Она шагала по тротуару, едва замечая сновавших вокруг людей. Внезапно перед ней выросла фигура. Она подняла глаза и увидела, что налетела на Майкла Сомерса. Он как раз вышел на улицу с охапкой деревяшек в руках. При столкновении Майкл оступился, и они посыпались на тротуар.

— Прошу прощения, — извинилась Рейчел, наклоняясь, чтобы помочь ему собрать деревяшки. — Я задумалась.

— Не берите в голову. — Он мельком глянул на нее и отвернулся.

Она помогла ему донести его груз до машины, и Майкл свалил деревяшки в фургон. Он явно не узнал ее.

— Вы меня не помните? — спросила она.

Майкл озадаченно посмотрел на нее.

— Я — Рейчел Лейн. Теперь моя фамилия Эллис.

— Рейчел? Конечно, помню. Просто не привык, чтобы меня здесь жаловали вниманием.

— Ничего, скоро все уладится, — сказала она. — Подвернется что-то новое, и про вас забудут.

— Может быть.

— Чем вы там занимаетесь? — Она жестом показала на магазин.

— Навожу порядок.
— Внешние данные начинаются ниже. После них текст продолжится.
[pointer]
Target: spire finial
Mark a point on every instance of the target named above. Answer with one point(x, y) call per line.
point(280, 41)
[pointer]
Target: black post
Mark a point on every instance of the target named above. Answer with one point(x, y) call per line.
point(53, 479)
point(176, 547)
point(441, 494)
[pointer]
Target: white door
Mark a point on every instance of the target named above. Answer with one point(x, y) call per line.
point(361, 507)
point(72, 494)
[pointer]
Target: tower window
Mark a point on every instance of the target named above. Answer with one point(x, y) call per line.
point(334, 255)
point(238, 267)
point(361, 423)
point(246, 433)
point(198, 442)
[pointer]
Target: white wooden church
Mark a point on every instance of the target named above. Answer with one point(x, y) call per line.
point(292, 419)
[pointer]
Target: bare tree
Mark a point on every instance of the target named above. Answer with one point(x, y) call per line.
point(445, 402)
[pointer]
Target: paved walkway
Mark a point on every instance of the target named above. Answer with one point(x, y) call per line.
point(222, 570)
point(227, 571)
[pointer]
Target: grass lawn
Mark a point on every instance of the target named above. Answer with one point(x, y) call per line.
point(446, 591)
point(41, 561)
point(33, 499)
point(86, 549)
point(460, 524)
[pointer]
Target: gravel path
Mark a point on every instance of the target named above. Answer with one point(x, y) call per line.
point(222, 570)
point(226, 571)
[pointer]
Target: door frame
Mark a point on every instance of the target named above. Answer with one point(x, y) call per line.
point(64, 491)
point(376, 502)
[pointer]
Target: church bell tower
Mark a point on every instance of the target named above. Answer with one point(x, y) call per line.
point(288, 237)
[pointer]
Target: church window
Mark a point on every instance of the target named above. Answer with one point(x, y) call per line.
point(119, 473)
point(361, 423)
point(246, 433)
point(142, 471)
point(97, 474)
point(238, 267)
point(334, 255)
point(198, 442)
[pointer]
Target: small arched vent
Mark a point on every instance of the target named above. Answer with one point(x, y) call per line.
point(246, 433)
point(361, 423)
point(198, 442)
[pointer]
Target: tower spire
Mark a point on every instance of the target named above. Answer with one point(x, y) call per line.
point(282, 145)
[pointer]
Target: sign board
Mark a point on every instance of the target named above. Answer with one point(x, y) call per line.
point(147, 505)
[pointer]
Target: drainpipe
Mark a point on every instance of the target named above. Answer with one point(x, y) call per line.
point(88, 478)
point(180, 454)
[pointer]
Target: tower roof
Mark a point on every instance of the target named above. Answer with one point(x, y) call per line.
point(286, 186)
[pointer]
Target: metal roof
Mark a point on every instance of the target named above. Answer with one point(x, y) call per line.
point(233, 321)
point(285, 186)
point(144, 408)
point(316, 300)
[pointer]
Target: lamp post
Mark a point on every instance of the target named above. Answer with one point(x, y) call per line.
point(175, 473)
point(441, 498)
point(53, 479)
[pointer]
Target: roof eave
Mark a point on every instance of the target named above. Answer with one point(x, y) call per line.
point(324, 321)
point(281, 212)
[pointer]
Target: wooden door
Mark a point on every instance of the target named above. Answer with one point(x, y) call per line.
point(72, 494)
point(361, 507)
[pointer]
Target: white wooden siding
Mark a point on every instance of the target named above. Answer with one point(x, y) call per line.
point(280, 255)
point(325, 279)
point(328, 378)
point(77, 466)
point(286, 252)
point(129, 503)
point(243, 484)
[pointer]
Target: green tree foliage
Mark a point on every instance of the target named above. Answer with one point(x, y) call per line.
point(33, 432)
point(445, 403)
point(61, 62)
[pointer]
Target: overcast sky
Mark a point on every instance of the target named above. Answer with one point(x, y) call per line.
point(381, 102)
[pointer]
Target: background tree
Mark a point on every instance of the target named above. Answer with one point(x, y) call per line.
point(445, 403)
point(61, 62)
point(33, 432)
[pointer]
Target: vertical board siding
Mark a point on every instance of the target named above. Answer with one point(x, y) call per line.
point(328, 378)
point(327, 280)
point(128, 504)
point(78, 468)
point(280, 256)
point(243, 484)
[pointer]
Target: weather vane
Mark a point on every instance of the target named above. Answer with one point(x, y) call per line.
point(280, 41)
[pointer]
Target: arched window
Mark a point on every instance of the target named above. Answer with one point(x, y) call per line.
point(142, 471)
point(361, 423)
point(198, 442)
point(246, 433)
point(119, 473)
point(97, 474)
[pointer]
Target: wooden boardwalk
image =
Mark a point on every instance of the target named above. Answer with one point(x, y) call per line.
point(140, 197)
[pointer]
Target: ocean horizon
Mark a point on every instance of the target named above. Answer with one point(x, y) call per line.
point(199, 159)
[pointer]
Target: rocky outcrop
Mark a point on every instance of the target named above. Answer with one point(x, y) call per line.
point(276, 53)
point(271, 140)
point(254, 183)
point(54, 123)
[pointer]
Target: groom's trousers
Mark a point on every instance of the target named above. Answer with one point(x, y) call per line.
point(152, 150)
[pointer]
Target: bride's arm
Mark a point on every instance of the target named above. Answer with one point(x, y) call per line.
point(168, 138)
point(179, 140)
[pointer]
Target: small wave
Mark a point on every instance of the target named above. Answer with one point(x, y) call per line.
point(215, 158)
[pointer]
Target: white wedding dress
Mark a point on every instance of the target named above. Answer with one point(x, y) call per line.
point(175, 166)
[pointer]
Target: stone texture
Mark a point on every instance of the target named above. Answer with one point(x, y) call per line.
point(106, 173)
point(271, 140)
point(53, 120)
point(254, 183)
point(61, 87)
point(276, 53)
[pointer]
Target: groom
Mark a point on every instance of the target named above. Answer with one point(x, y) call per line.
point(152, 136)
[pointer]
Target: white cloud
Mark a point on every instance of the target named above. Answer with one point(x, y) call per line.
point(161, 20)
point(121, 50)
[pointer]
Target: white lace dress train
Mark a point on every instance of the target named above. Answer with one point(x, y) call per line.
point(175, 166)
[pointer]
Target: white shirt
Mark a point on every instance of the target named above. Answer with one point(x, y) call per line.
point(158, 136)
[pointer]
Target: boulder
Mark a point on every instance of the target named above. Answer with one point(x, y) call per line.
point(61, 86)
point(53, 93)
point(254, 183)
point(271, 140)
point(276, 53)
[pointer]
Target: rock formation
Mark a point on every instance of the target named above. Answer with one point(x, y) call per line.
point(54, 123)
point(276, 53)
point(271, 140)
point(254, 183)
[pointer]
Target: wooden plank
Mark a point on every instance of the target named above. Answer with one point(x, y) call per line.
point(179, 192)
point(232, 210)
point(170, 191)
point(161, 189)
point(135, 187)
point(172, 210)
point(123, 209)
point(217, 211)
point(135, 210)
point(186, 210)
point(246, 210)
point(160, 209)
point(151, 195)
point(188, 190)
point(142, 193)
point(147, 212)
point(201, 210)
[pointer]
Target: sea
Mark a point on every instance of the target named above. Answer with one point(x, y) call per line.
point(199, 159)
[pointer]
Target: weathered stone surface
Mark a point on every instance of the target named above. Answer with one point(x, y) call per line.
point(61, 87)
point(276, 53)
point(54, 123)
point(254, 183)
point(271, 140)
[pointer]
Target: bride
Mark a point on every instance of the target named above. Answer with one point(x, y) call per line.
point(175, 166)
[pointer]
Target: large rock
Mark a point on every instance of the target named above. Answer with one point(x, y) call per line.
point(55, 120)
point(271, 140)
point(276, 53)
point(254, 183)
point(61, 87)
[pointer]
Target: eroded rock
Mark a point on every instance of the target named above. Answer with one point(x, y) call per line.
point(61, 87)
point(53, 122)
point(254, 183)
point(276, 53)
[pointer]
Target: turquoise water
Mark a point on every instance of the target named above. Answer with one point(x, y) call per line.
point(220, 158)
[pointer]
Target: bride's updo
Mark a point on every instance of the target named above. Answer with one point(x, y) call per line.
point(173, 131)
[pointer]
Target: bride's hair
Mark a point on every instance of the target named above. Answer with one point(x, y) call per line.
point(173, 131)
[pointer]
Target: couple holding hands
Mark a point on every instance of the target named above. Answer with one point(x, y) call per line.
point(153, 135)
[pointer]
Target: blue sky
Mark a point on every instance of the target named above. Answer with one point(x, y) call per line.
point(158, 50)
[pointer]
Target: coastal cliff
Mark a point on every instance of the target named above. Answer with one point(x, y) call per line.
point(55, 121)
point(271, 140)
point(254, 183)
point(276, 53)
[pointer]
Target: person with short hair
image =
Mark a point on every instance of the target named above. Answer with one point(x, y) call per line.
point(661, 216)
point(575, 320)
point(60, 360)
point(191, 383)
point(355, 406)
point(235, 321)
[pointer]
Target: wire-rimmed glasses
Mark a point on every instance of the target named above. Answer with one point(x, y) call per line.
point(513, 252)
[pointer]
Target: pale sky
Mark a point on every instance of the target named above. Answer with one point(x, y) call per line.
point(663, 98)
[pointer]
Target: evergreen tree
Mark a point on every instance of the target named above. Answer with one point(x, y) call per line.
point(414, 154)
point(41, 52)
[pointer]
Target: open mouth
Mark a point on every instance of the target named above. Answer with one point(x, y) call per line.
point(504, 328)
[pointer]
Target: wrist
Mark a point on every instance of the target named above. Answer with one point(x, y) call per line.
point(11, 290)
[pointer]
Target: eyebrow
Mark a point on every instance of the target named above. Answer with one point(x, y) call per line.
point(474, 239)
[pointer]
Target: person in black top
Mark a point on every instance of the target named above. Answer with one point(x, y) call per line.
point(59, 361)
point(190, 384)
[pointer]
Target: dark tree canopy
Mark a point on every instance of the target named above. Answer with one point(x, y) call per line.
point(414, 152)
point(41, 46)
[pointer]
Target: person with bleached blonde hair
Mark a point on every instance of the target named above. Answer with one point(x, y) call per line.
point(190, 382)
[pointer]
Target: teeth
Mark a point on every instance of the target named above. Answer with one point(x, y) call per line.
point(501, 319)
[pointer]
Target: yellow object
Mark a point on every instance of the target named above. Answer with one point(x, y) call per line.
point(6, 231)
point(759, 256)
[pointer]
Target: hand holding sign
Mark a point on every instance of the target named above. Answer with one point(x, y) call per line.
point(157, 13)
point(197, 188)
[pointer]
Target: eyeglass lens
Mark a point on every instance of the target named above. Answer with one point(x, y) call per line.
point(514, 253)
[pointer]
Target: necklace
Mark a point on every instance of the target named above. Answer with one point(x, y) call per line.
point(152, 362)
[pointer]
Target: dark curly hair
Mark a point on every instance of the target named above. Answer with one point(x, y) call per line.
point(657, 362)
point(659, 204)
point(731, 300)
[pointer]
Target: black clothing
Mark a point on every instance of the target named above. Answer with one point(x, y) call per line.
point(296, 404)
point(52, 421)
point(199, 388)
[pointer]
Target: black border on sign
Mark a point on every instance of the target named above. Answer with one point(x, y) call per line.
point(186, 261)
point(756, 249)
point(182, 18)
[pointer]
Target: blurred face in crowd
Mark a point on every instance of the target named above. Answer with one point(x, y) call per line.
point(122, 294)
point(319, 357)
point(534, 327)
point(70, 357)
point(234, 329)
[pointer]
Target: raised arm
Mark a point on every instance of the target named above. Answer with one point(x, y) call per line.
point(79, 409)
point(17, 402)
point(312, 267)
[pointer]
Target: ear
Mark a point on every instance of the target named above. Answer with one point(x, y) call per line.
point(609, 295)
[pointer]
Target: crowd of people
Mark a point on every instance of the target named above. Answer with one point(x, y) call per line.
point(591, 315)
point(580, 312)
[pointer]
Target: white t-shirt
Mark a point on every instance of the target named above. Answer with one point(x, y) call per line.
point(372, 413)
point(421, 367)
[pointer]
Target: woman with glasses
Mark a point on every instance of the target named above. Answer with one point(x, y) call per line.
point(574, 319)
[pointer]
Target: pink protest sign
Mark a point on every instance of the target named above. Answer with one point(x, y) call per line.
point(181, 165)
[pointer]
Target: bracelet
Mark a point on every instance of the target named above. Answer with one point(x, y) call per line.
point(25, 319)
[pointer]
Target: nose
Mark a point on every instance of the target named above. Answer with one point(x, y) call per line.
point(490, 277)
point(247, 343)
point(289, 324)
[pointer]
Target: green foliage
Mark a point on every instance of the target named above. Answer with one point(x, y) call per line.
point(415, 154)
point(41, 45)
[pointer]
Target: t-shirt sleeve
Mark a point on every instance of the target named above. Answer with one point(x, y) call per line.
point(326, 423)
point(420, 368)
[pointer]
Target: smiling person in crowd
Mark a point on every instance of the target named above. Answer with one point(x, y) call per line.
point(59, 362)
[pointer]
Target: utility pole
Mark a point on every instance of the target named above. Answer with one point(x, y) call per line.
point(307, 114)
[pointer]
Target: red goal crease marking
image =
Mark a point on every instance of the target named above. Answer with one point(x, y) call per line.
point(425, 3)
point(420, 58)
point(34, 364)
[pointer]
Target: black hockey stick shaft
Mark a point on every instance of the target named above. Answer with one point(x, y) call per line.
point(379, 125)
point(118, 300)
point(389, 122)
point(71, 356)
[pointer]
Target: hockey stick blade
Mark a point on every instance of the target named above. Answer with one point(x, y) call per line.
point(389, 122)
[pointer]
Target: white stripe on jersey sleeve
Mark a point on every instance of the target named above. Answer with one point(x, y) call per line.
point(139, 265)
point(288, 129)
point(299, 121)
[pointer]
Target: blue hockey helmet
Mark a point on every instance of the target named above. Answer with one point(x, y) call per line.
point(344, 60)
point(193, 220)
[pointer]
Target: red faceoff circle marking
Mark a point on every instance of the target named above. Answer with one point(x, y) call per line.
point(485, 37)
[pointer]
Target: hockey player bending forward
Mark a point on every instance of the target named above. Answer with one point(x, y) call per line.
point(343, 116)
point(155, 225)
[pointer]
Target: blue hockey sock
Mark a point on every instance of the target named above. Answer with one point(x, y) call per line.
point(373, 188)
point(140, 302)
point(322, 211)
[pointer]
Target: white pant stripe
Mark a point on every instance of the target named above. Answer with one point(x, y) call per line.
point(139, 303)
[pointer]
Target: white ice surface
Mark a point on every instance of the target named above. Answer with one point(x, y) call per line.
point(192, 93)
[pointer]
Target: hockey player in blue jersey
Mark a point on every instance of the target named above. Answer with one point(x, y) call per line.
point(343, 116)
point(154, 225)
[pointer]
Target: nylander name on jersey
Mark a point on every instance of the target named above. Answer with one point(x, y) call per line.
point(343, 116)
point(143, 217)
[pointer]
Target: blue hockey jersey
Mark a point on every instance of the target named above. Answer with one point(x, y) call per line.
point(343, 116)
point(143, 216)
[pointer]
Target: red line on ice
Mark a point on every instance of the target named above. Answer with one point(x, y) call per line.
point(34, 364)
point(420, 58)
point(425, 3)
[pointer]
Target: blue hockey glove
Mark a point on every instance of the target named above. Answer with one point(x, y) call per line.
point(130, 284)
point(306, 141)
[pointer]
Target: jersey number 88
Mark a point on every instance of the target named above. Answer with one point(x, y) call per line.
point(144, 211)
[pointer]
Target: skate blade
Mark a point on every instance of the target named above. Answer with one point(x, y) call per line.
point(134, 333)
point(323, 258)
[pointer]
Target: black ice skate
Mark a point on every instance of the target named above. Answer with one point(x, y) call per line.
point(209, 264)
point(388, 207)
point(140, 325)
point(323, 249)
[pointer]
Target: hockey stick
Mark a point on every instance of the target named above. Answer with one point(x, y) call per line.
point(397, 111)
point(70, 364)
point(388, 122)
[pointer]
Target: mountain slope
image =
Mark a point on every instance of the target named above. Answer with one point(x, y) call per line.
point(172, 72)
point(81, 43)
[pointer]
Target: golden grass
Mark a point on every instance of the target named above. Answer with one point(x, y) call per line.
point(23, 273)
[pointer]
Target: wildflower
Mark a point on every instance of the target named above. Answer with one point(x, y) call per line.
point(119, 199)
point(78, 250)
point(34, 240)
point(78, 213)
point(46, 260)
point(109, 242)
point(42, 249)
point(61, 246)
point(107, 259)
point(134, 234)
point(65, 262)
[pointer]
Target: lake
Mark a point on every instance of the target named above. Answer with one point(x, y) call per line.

Скоро открою.

— Вот здорово.

Майкл, казалось, удивился.

— Хотите взглянуть?

— С удовольствием, — ответила Рейчел. — Почему бы нет?

В магазине царил хаос. Прилавок был разворочен, в полу зияли дыры.

— Я часто бывала здесь еще при вашем отце, — сказала Рейчел. — Мой отец занимался строительством и посылал меня сюда за всякими принадлежностями.

— Я вас помню.

— Вряд ли. Я тогда еще совсем девчонкой была.

— Помню, — настаивал Майкл. — Вы совсем не изменились.

Рейчел рассмеялась.

— Вы льстите или просто лжете, но все равно спасибо. — Она вспомнила то время, когда училась в школе. — Теперь кажется, это было так давно. Жизнь складывается совсем не так, как предполагаешь.

— Что верно, то верно, — согласился Майкл.

Рейчел имела в виду себя, но потом поняла свою бестактность. Вряд ли Майклу Сомерсу нравится, когда ему напоминают о постигших его несчастьях.

— Ну, мне пора, — заторопилась она. — Очень рада, что встретила вас.

Они улыбнулись друг другу, и она удалилась.